Statement by Republican Sinn Féin Vice President Des Dalton

The recalling of the Stormont assembly today (May 8 ) serves to block the possibility of a just and lasting settlement of the conflict in Ireland. The Stormont assembly is an obstacle to Irish freedom and unity, it is one of the pillars of the failed partitionist set-up imposed on the Irish people by the Treaty of surrender in 1921.

Since 1921 there have been five agreements, the 1921 Treaty, 1925 Boundary Agreement, the 1938 Anglo-Irish Trade Agreement, the 1985 Anglo-Irish Agreement and the 1998 Stormont agreement followed by the proposals agreed at St Andrew's in October 2006. All of these were agreements but none of them constituted a settlement, for the simple reason that all of them are based on the 1920 British Government of Ireland Act which partitioned Ireland. They all failed to deliver a settlement because each of these agreements ignored the essential truth which is that there can be no final settlement short of British government disengagement from Ireland.

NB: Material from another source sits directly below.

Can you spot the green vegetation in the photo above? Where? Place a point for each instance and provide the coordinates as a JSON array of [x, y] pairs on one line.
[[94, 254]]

Last year the head of the 26-County administration Bertie Ahern declared that the "constitutional question" had been settled, such a claim is a nonsense as long as Irish national independence and the essential unity of the Irish nation are denied. Today also marks the final absorption of the Provisionals into the apparatus of British rule in Ireland. Today they become instruments of British policy, administering and policing British rule in the Six-Counties. For them the continued existence of the Six-County state is no longer in question by but rather how it will be governed under the British crown.

Today also marks the 20th anniversary of the deaths of the eight Loughall martyrs as well as civilian Anthony Hughes at the hands of British crown forces in a shoot-to-kill operation at Loughall RUC barracks in Co Tyrone. These eight men died not die for a new Stormont or the reform of British rule, they died for a New Ireland and an end to British occupation. Republican Sinn Féin salutes their memory.

The only basis for a just and lasting peace is a public British declaration of intent to withdraw from Ireland allowing all of the Irish people to negotiate a settlement, exercising true All-Ireland democracy.

Republican Sinn Féin believe that the proposals contained in EIRE NUA provide the basis for such a settlement, providing for a federation of Ireland's four provinces, with maximum decentralisation of power based on local majorities. This is the only coherent and credible means of breaking the cycle of conflict caused by continued British rule in Ireland.